Dragon Ball: Revenge of King Piccolo (Wii)

With the first two Origins titles taking players through the first two major arcs of Dragon Ball, that leaves Revenge of King Piccolo to pick up the slack. And honestly, it does a pretty admirable job. It's a side-scrolling beat 'em up with some light fighting game elements, held together by a really nice visual style and a decent runtime. I definitely don't think it's quite on the level that the Origins titles are, but on a system that was host to a fair number of terrible anime games, Revenge of King Piccolo stands as a really fun, unique entry in the franchise and a decent platformer/brawler in general.

Dragon Ball Xenoverse 2

I played a lot of Dragon Ball Xenoverse. It was a good game, no doubt about it, and the bit of course correction that the games desperately needed after half a decade of middling to bad entries. At the same time, something was missing. There were a lot of half-measures made, I felt, from a hub world that didn't feel fully realized to a mission structure that was oddly disjointed to multiplayer that needed to be more fleshed out. My fear for Xenoverse 2 was that it would follow the trend later Dragon Ball games did, in that it would just repeat the previous game with not nearly enough iteration. I was overjoyed, then, when I was totally fucking wrong. Xenoverse 2 is probably my favorite Dragon Ball Z game to date. It has a novel, original story that adds a lot to the overall lore of the franchise. The hub world gives players the sense that they really have their own place to eke out in the series. The missions are fun and varied. Multiplayer raids are a total blast. The developers keep adding new content to it, including arcs from Super and the last two films. And if that wasn't enough, the Switch version not only removes the weird visual filter present in the initial release, but brings over all the story stuff from the first Xenoverse. After Budokai Tenkaichi 3 hit, what I felt, was a golden standard for how these ought to be, Xenoverse 2 improved on it a decade later in virtually every way.
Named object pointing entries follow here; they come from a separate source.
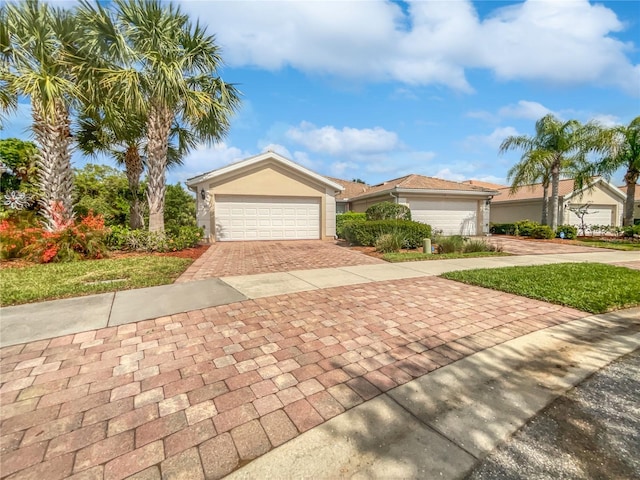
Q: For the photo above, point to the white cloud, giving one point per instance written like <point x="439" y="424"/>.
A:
<point x="493" y="140"/>
<point x="347" y="140"/>
<point x="525" y="109"/>
<point x="433" y="42"/>
<point x="206" y="158"/>
<point x="606" y="120"/>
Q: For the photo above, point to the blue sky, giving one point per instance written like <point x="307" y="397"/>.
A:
<point x="379" y="89"/>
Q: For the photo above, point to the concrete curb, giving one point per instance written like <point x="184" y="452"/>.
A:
<point x="442" y="424"/>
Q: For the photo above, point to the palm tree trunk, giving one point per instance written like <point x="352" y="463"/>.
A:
<point x="158" y="126"/>
<point x="55" y="176"/>
<point x="555" y="185"/>
<point x="630" y="178"/>
<point x="545" y="203"/>
<point x="133" y="168"/>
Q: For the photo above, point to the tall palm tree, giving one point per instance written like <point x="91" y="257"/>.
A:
<point x="529" y="170"/>
<point x="164" y="67"/>
<point x="557" y="145"/>
<point x="617" y="147"/>
<point x="33" y="45"/>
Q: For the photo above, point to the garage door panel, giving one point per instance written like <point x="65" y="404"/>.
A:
<point x="266" y="218"/>
<point x="596" y="216"/>
<point x="453" y="217"/>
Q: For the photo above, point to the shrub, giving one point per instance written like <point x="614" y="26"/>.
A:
<point x="472" y="246"/>
<point x="187" y="237"/>
<point x="77" y="240"/>
<point x="450" y="244"/>
<point x="366" y="233"/>
<point x="502" y="228"/>
<point x="18" y="230"/>
<point x="631" y="231"/>
<point x="525" y="227"/>
<point x="342" y="218"/>
<point x="570" y="232"/>
<point x="542" y="231"/>
<point x="388" y="211"/>
<point x="390" y="242"/>
<point x="123" y="238"/>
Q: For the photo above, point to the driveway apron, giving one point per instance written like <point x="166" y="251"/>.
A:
<point x="196" y="395"/>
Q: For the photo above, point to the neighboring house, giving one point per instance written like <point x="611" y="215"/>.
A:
<point x="454" y="208"/>
<point x="605" y="201"/>
<point x="265" y="197"/>
<point x="636" y="202"/>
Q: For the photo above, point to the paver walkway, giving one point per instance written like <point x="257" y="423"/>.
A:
<point x="520" y="246"/>
<point x="195" y="395"/>
<point x="224" y="259"/>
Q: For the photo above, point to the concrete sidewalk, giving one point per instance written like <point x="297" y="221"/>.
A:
<point x="25" y="323"/>
<point x="444" y="423"/>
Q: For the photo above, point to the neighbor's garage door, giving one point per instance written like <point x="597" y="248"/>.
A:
<point x="266" y="218"/>
<point x="595" y="216"/>
<point x="453" y="217"/>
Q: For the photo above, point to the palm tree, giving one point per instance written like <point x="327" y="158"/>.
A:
<point x="557" y="146"/>
<point x="617" y="147"/>
<point x="531" y="169"/>
<point x="34" y="46"/>
<point x="165" y="67"/>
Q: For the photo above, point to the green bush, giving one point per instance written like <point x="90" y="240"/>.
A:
<point x="341" y="218"/>
<point x="542" y="231"/>
<point x="502" y="228"/>
<point x="631" y="231"/>
<point x="450" y="244"/>
<point x="366" y="233"/>
<point x="390" y="242"/>
<point x="473" y="246"/>
<point x="524" y="228"/>
<point x="570" y="232"/>
<point x="187" y="237"/>
<point x="388" y="211"/>
<point x="124" y="238"/>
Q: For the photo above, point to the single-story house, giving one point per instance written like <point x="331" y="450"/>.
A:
<point x="636" y="202"/>
<point x="269" y="197"/>
<point x="605" y="203"/>
<point x="454" y="208"/>
<point x="265" y="197"/>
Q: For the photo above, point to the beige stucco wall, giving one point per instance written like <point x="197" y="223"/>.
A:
<point x="514" y="212"/>
<point x="482" y="215"/>
<point x="266" y="179"/>
<point x="600" y="196"/>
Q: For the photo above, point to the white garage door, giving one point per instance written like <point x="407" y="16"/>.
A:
<point x="595" y="216"/>
<point x="266" y="218"/>
<point x="453" y="217"/>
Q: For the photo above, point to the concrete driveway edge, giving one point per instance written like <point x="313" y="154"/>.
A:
<point x="442" y="424"/>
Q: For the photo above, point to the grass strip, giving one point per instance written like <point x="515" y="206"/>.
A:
<point x="612" y="245"/>
<point x="417" y="256"/>
<point x="61" y="280"/>
<point x="590" y="287"/>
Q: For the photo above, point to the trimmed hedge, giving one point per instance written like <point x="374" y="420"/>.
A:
<point x="570" y="232"/>
<point x="542" y="231"/>
<point x="388" y="211"/>
<point x="366" y="233"/>
<point x="341" y="218"/>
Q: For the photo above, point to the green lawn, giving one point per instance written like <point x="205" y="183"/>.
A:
<point x="416" y="256"/>
<point x="611" y="244"/>
<point x="594" y="288"/>
<point x="59" y="280"/>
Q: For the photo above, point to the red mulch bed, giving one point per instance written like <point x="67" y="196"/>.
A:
<point x="192" y="253"/>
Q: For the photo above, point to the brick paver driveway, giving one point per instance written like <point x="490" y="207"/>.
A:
<point x="198" y="394"/>
<point x="521" y="246"/>
<point x="246" y="258"/>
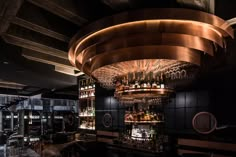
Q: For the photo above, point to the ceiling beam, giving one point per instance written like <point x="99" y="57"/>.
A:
<point x="40" y="29"/>
<point x="68" y="71"/>
<point x="47" y="60"/>
<point x="65" y="9"/>
<point x="21" y="42"/>
<point x="8" y="10"/>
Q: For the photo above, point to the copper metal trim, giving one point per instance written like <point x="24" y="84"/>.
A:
<point x="181" y="34"/>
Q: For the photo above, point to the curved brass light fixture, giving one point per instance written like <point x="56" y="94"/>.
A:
<point x="149" y="41"/>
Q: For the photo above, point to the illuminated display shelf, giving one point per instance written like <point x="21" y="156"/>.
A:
<point x="87" y="90"/>
<point x="86" y="115"/>
<point x="86" y="104"/>
<point x="88" y="128"/>
<point x="143" y="122"/>
<point x="89" y="97"/>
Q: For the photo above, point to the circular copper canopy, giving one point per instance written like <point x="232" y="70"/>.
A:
<point x="181" y="35"/>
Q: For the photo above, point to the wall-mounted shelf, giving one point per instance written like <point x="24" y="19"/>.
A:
<point x="86" y="104"/>
<point x="144" y="122"/>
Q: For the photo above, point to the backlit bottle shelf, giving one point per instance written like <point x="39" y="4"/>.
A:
<point x="87" y="128"/>
<point x="89" y="97"/>
<point x="87" y="90"/>
<point x="149" y="122"/>
<point x="86" y="115"/>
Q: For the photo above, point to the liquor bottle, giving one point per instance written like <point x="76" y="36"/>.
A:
<point x="162" y="81"/>
<point x="86" y="84"/>
<point x="90" y="86"/>
<point x="82" y="85"/>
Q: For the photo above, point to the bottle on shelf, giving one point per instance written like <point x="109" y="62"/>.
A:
<point x="82" y="85"/>
<point x="86" y="84"/>
<point x="90" y="86"/>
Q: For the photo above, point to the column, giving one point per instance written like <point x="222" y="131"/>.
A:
<point x="12" y="121"/>
<point x="1" y="129"/>
<point x="21" y="125"/>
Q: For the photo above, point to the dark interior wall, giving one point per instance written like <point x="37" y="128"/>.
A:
<point x="181" y="109"/>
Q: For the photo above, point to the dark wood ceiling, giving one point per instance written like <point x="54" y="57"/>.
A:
<point x="35" y="35"/>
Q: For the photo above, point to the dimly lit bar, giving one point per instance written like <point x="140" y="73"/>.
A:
<point x="117" y="78"/>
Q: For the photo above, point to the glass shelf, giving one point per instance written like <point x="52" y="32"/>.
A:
<point x="87" y="128"/>
<point x="141" y="122"/>
<point x="86" y="115"/>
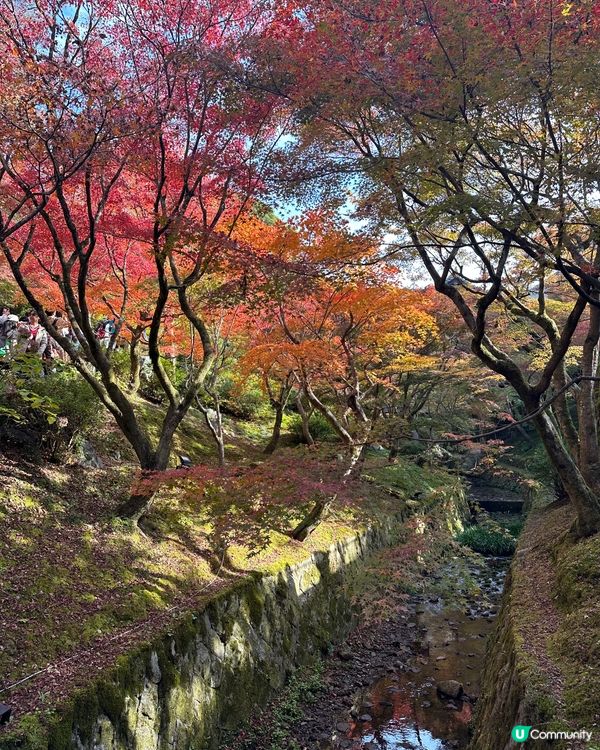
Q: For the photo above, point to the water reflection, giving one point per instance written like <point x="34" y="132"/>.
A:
<point x="404" y="710"/>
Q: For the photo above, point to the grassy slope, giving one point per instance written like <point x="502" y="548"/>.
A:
<point x="78" y="585"/>
<point x="555" y="610"/>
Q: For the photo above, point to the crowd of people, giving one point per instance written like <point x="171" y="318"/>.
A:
<point x="26" y="335"/>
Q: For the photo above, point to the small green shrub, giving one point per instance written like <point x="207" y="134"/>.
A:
<point x="55" y="405"/>
<point x="320" y="428"/>
<point x="488" y="540"/>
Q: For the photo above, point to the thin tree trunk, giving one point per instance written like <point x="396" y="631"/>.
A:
<point x="305" y="417"/>
<point x="589" y="450"/>
<point x="215" y="427"/>
<point x="134" y="363"/>
<point x="271" y="446"/>
<point x="319" y="510"/>
<point x="582" y="497"/>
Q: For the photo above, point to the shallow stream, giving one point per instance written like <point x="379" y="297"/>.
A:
<point x="405" y="709"/>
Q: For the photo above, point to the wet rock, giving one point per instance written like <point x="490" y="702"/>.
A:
<point x="450" y="688"/>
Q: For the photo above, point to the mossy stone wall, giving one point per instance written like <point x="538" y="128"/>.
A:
<point x="220" y="663"/>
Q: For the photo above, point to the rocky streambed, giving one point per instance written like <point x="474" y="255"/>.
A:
<point x="411" y="680"/>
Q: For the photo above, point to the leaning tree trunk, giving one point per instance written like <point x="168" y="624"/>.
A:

The fact there's new content I'm looking forward to next year is the cherry on top.

Dragon Ball Fusions 

Dragon Ball and Pokemon sounds, on paper, like a really dumb combination. Turns out, it's the good kind of dumb - a giant bit of franchise fan service backed up by a really solid role-playing experience. The whole gimmick here is built on the idea of fusing characters, and allows players to go batshit crazy with that. Characters who have no right being together can be fused into well-designed, super-deformed warriors that you can collect and put to work in a really novel combat system. Plus, the narrative is surprisingly thorough, and puts fan favorite Pan in arguably her most vital role in the franchise yet. It's a weird, charming little thing with tons of depth, and honestly, one of my favorite titles that came out in 2016.

And that just about does it! While there are other Dragon Ball titles that some people are super attached to, and even some others like Harukaneru Densetsu and Attack of the Saiyans that I personally had an okay time with, these are what I consider to be the high points of the series. The stigma that all Dragon Ball games are the same and also bad is a pretty lackluster take, and I think picking these games up would prove that to a lot of people. That said, there are still plenty of bad Dragon Ball games, and I think before FighterZ drops, I'm interested in plumbing those depths.